Shell – Ctrl+c and Ctrl+z to interrupt/suspend jobs

interruptshellsignalsterminal

To kill a hanging job, I use Ctrl+c, to send an interrupt signal to the hanging job. Sometimes this wouldn't stop the job, at least not immediately. I can then use Ctrl+z to suspend the job and then kill it with kill %1 (or whatever the number of the job is).

Why is Ctrl+z more powerful than Ctrl+c in interfering with a job? Sometimes, not even Ctrl+z works. Are there other key combinations one could use in such situations?

I tried stty -a, but none of the other listed key combinations do anything for me.

Best Answer

Ctrl+C (control character intr): It will send SIGINT signal to a process and usually application gets abort but the application can handle this signal. For example you can handle a signal with signal() function in C Language.

Ctrl+Z (control character susp): It will send SIGTSTP signal to a process to put it in background and like SIGINT it can be handle.
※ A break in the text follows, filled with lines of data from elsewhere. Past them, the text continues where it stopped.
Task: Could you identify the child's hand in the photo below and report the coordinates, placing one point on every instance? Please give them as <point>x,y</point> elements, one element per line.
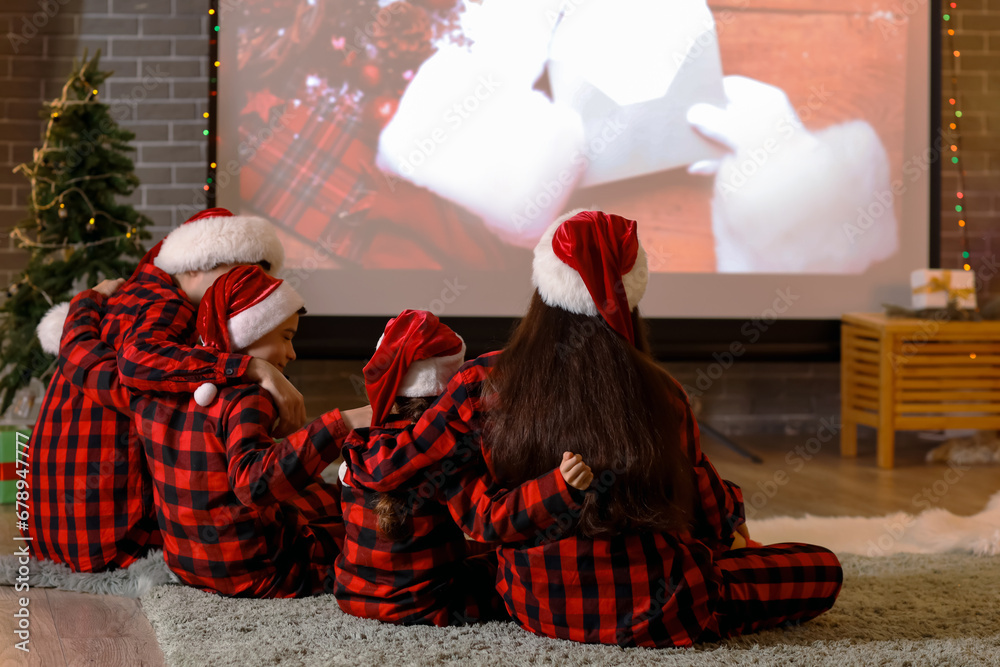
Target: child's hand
<point>576,473</point>
<point>108,287</point>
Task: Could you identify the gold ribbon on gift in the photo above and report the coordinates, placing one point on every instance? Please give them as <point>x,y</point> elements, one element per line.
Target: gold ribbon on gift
<point>943,284</point>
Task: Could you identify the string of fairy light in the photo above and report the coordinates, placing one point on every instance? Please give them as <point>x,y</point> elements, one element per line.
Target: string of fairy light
<point>213,98</point>
<point>956,144</point>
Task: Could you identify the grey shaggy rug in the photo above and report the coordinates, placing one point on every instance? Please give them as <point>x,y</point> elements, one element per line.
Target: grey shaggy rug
<point>905,609</point>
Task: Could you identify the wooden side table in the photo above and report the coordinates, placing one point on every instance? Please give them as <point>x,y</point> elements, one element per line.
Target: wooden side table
<point>911,374</point>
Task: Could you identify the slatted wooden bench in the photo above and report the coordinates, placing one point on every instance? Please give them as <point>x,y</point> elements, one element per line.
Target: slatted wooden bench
<point>913,374</point>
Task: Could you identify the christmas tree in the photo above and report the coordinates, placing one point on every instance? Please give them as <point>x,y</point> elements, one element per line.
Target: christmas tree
<point>75,231</point>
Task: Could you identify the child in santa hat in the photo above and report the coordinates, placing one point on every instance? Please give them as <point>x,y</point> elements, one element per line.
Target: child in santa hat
<point>655,558</point>
<point>239,513</point>
<point>405,557</point>
<point>91,493</point>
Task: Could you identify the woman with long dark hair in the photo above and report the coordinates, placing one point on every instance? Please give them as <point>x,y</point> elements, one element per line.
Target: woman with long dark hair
<point>406,558</point>
<point>657,554</point>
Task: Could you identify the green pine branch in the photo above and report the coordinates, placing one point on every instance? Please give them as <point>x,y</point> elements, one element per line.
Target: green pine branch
<point>75,229</point>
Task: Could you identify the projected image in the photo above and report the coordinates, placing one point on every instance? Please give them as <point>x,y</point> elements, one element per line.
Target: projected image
<point>762,137</point>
The process will not kill immediately with Ctrl+C if it has wait I/O and you have to wait to finish its I/O and then the application will terminate from memory. ‌
But Ctrl+Z will pause your process and its I/Os. Technically the operating system will not give it CPU time and if you kill the background process, it may lose some I/O and data.

For force killing a process you have to SIGKILL or signal number 9 which is most powerful signal - the operating system will kill it immediately, but you may lose data, as the program will have no way to react to this signal.